Tommy miró por encima de su hombro.

—Empieza a congregarse gente. Los Lawrence no tardarán en enterarse.

—El doctor O'Brien va a acelerar la autopsia —dijo Osborne—. Supone que todo Spring Lake va a llegar a la conclusión de que se trata de Martha Lawrence.

Cuando la puerta se abrió, los dos hombres exhibían sus placas de identificación.

—Soy Emily Graham. Pasen —dijo.

Suponía que la visita sería poco más que una formalidad.

—Tengo entendido que ha cerrado la venta de la casa esta misma mañana, señora Graham —empezó Osborne.

Estaba acostumbrada a tratar con funcionarios del gobierno como Elliot Osborne. Impecablemente vestidos, corteses, inteligentes, eran también buenos relaciones públicas que dejaban el trabajo sucio a sus subordinados. Sabía que el detective Duggan y él compararían notas e impresiones más tarde.

También sabía que, tras su apariencia seria, el detective Duggan la estaba examinando con ojo crítico.

Estaban en el vestíbulo, cuyo único mobiliario consistía en un pintoresco confidente de estilo Victoriano. El primer día que había visto la casa, cuando dijo que quería comprarla y que también estaría interesada en adquirir parte de los muebles, Theresa Kiernan, la anterior propietaria, había señalado al confidente con una pálida sonrisa.

—Me encanta esta pieza, pero sólo está para crear ambiente, se lo aseguro. Es tan baja que levantarse de ella es un desafío a la ley de la gravedad.

Emily invitó a Osborne y al detective Duggan a entrar en la sala de estar. Quería cambiar de sitio los sofás esa tarde, pensó mientras les seguía a través de la arcada. Deseaba tenerlos encarados delante de la chimenea. Intentó combatir una creciente sensación de irrealidad.

Duggan había sacado una libreta.

—Nos gustaría hacerle unas preguntas sencillas, señora Graham —dijo Osborne—. ¿Desde cuándo viene a Spring Lake?

La historia de que llegó por primera vez tres meses antes y compró de inmediato la casa sonó casi ridícula en sus propios oídos.

—¿Nunca había estado aquí y compró la casa guiada por un impulso? —Había incredulidad en la voz de Osborne.

Emily vio que la expresión de Duggan era de intriga. Eligió sus palabras con cautela.

—Vine a Spring Lake guiada por un impulso porque toda mi vida había sentido curiosidad por este lugar. Mi familia construyó esta casa en 1875. Fue suya hasta 1892, cuando la vendieron después de que su hija mayor, Madeline, desapareciera en 1891. Cuando examiné los registros de la ciudad para ver dónde estaba la casa, descubrí que la habían puesto en venta. La vi, me encantó y la compré. No puedo decirles más.

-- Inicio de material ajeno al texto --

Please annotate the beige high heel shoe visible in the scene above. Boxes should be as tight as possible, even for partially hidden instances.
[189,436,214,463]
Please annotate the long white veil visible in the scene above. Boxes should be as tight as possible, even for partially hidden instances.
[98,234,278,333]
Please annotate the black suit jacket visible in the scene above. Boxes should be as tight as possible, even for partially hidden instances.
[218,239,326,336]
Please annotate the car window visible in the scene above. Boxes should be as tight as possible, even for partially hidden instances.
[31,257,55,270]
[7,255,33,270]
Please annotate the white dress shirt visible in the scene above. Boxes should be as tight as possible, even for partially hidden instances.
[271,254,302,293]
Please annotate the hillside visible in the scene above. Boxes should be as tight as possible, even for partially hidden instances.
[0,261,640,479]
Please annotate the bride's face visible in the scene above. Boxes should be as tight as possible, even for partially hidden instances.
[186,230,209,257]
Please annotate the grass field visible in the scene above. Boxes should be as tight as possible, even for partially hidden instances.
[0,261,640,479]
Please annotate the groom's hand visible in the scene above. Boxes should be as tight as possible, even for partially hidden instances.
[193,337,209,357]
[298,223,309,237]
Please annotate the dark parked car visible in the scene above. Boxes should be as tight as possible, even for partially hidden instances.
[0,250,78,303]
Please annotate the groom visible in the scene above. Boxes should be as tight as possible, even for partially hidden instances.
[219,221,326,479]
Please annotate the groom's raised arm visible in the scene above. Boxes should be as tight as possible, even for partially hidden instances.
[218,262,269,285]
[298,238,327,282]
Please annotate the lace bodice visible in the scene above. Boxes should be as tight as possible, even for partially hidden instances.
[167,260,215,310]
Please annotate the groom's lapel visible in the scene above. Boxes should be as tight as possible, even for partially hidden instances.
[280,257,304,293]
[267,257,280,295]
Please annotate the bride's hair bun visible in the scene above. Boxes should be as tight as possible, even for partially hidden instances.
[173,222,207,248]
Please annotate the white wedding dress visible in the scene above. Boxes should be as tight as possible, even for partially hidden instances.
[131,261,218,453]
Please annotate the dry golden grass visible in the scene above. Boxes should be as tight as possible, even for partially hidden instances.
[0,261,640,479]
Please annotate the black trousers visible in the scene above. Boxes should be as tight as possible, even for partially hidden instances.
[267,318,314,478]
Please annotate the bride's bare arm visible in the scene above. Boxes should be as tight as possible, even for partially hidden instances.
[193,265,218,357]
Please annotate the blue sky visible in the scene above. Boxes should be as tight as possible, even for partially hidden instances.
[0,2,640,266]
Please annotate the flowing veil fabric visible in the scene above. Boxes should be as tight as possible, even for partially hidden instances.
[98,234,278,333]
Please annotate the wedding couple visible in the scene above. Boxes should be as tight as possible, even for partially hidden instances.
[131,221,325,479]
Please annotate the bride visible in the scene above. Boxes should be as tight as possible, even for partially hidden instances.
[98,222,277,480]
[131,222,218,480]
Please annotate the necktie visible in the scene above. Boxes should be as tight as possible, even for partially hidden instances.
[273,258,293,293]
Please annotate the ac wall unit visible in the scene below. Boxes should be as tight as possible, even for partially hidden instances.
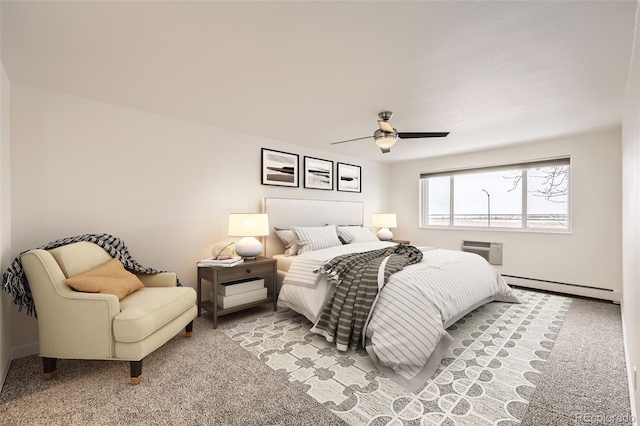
[462,241,502,265]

No comprendía la expresión asombrada de sus rostros.

—Ni siquiera me había dado cuenta de que era la Casa Shapley —dijo Osborne—. Suponemos que los restos serán los de una joven desaparecida hace más de cuatro años, mientras estaba de visita en casa de sus abuelos, aquí en Spring Lake.

Con un breve ademán, indicó a Duggan que no era el momento apropiado para hablar del segundo conjunto de restos.

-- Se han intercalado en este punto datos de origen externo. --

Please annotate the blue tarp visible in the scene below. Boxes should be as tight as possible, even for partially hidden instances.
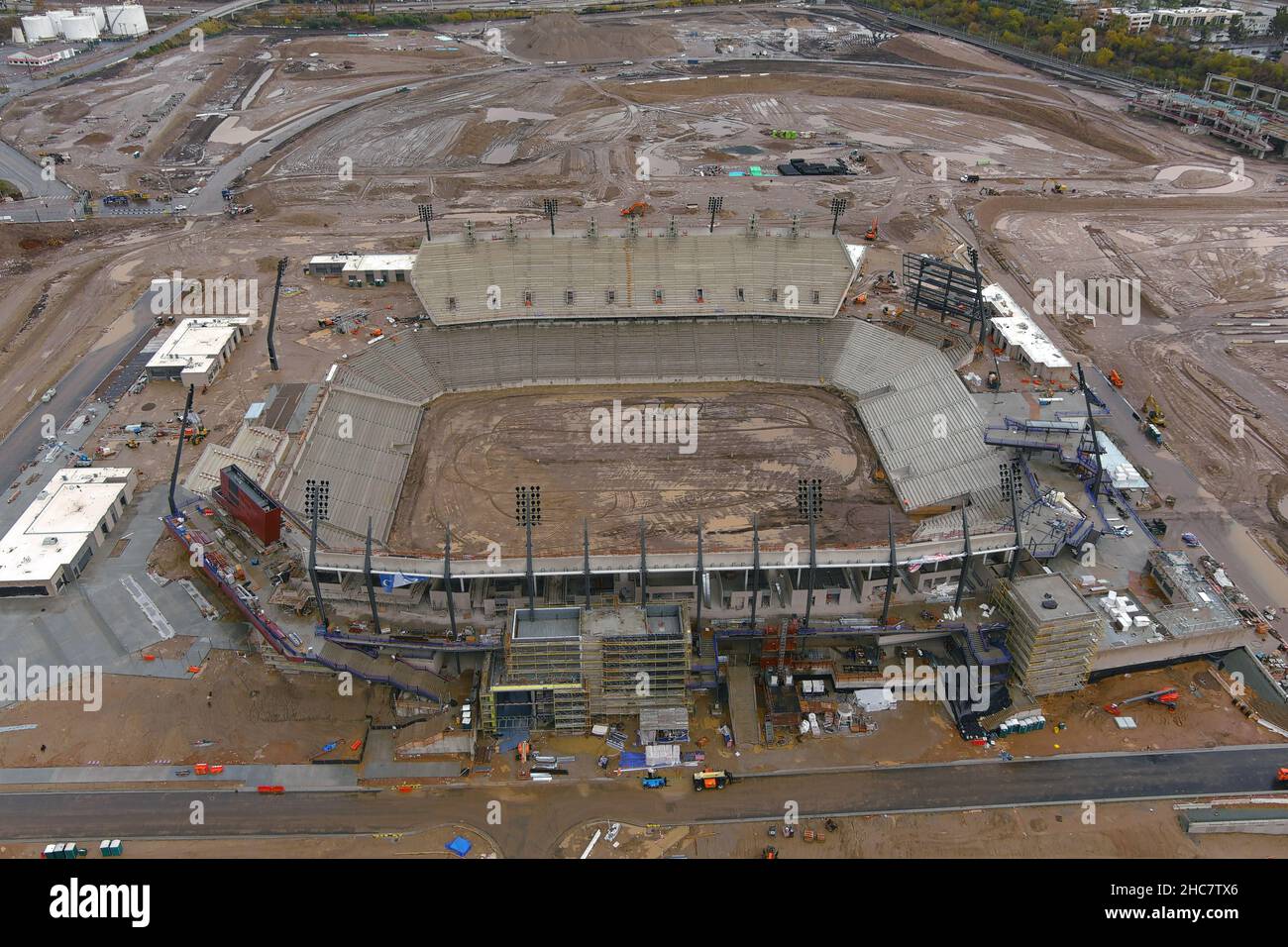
[443,835,474,858]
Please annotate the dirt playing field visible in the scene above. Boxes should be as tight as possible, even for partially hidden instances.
[390,384,892,556]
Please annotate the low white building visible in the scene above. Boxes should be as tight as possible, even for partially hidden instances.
[5,47,76,69]
[309,254,416,283]
[0,467,138,598]
[1096,7,1154,34]
[984,283,1073,378]
[1154,7,1243,30]
[147,316,255,385]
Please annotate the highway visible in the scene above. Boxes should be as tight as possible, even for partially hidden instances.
[0,746,1288,858]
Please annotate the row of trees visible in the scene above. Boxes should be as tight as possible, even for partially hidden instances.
[881,0,1288,89]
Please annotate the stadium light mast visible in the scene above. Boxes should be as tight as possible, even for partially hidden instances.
[693,518,705,655]
[751,513,760,630]
[514,487,541,621]
[796,476,823,630]
[304,479,331,629]
[443,523,460,641]
[953,493,970,611]
[707,197,724,233]
[362,517,383,635]
[268,257,288,371]
[832,197,850,237]
[881,510,899,627]
[170,385,196,517]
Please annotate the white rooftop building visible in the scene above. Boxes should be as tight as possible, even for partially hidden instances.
[984,283,1073,378]
[147,316,255,385]
[0,467,138,598]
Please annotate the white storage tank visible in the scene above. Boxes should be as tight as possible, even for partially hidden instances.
[22,16,58,43]
[58,16,98,42]
[80,7,107,33]
[103,4,149,36]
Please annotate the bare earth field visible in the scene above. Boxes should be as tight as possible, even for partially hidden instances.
[390,384,889,556]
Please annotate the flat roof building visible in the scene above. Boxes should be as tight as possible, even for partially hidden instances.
[147,316,255,385]
[984,283,1073,378]
[0,467,138,598]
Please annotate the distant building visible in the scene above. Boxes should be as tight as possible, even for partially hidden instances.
[1154,7,1243,30]
[0,468,138,598]
[5,47,76,69]
[147,316,255,385]
[1096,7,1154,34]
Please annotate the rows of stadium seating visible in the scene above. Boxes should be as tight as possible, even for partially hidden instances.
[412,230,854,326]
[282,381,422,539]
[309,318,997,528]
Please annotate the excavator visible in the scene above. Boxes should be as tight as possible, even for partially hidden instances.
[1140,394,1167,428]
[1105,686,1181,716]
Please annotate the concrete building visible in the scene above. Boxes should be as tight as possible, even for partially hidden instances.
[309,253,416,286]
[1154,7,1243,30]
[0,468,138,598]
[480,604,690,732]
[993,573,1105,697]
[147,316,255,385]
[1096,7,1154,34]
[5,47,76,69]
[984,283,1073,378]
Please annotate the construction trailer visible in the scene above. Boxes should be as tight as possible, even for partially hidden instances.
[993,573,1107,697]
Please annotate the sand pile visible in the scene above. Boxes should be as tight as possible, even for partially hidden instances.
[506,13,682,61]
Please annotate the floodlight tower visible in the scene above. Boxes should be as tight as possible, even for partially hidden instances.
[268,257,288,371]
[832,197,850,237]
[796,476,823,629]
[514,487,541,621]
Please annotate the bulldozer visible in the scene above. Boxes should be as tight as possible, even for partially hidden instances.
[1140,394,1167,428]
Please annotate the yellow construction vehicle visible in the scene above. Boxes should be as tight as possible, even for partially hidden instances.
[1140,394,1167,428]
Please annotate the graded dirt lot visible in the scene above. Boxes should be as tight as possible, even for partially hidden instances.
[390,384,902,556]
[559,801,1284,858]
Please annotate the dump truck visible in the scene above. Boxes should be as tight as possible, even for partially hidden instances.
[693,770,737,792]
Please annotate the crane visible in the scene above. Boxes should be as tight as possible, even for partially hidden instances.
[1105,686,1181,716]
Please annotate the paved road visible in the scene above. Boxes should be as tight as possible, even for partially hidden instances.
[0,746,1288,858]
[0,290,156,487]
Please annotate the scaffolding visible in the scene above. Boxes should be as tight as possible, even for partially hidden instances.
[993,573,1105,697]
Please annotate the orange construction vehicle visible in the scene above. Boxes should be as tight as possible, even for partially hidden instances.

Emily sintió que el color se retiraba de su cara.

—¿Una joven desapareció hace más de cuatro años y está enterrada aquí? —susurró—. Santo Dios, ¿cómo es posible?

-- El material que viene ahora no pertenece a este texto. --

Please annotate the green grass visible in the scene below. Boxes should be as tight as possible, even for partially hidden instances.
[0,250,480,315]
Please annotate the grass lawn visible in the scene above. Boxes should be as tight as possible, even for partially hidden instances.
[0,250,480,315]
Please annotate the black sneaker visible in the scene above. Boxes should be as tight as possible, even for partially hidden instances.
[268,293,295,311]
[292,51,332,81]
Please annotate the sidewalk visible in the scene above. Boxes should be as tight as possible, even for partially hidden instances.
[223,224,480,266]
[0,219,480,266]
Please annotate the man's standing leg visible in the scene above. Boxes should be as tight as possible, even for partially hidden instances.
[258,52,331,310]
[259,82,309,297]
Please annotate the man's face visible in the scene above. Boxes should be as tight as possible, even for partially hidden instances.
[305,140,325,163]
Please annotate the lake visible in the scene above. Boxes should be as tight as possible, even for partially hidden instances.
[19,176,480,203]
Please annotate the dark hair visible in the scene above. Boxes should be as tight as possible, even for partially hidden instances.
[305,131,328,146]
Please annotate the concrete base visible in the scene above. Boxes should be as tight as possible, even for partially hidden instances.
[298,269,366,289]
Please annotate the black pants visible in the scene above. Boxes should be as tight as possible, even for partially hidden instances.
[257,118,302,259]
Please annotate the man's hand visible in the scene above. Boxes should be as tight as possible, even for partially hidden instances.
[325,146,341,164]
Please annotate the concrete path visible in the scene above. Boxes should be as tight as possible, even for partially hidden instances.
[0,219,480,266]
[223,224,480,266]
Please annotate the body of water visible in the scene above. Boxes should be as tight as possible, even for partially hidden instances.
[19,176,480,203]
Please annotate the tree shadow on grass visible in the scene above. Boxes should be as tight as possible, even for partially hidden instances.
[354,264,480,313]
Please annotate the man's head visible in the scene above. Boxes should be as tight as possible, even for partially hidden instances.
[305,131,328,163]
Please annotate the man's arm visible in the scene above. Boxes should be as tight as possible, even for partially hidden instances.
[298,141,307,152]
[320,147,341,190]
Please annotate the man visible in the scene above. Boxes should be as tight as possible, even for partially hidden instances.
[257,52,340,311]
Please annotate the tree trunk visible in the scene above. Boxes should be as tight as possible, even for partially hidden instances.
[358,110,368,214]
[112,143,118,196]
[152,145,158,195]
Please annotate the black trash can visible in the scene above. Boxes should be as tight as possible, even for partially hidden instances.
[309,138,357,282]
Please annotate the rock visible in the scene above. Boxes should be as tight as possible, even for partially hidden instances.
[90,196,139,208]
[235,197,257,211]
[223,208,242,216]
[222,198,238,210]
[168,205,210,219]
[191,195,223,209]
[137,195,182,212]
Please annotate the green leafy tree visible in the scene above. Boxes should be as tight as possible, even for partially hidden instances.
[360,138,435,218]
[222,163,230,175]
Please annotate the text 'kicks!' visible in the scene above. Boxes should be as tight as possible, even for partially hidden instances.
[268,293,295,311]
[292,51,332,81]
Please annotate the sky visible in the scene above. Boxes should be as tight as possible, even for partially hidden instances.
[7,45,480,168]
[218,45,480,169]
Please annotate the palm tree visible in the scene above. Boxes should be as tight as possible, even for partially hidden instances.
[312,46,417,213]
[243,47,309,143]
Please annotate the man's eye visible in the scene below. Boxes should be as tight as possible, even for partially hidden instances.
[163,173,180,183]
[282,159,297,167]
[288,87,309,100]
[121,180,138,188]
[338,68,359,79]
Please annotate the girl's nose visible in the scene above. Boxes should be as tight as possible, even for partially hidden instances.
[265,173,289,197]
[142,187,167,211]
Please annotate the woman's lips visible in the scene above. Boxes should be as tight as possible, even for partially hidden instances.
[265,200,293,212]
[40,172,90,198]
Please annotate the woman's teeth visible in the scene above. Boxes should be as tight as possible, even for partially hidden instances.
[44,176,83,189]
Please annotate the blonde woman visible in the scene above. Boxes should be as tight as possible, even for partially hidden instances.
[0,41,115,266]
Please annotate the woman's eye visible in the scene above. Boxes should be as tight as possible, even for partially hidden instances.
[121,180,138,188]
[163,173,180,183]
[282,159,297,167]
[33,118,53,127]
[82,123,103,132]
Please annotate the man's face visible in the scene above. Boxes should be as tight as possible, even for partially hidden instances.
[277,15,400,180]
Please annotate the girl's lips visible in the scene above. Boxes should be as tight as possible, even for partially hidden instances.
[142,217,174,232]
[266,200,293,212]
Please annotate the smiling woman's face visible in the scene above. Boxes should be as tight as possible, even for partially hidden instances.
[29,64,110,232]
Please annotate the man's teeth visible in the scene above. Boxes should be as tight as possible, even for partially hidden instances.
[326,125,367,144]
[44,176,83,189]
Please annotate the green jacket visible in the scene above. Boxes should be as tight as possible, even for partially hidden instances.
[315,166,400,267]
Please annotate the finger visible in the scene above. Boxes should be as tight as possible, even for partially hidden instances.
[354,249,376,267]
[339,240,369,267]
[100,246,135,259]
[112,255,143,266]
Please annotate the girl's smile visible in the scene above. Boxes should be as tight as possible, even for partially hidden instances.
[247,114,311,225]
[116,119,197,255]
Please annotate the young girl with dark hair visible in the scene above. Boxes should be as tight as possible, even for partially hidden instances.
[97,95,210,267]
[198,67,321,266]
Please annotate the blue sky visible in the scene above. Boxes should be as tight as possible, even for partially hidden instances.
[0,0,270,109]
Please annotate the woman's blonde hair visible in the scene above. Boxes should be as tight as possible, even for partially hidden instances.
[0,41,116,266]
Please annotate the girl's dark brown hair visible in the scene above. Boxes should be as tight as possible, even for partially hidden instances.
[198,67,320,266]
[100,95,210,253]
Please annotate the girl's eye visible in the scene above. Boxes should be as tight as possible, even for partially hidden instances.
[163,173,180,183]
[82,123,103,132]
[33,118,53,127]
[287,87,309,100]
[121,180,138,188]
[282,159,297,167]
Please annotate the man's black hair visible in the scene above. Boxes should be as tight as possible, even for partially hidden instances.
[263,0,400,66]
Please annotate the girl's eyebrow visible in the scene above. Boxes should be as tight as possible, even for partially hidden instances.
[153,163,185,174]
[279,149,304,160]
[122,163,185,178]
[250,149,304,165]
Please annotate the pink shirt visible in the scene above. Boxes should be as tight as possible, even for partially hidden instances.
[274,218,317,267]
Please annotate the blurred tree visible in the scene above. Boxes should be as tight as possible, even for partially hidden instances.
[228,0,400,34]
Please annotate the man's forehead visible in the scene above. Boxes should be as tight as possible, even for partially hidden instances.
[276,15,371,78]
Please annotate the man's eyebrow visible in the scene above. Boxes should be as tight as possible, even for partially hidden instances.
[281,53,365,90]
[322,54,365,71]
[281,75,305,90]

—Es un día muy triste para esta comunidad. —Osborne se levantó—. Temo que deberemos mantener aislado el lugar de los hechos hasta que hayan terminado de analizarlo. En cuanto acaben, podrá decir a su contratista que prosiga las obras.

«No habrá piscina», pensó Emily.

—Los periodistas invadirán la ciudad. Haremos lo que podamos para impedir que la molesten —dijo Osborne—. Tal vez queramos hablar con usted más adelante.

Mientras se acercaban a la puerta, el timbre sonó con insistencia.

El camión de mudanzas de Albany había llegado.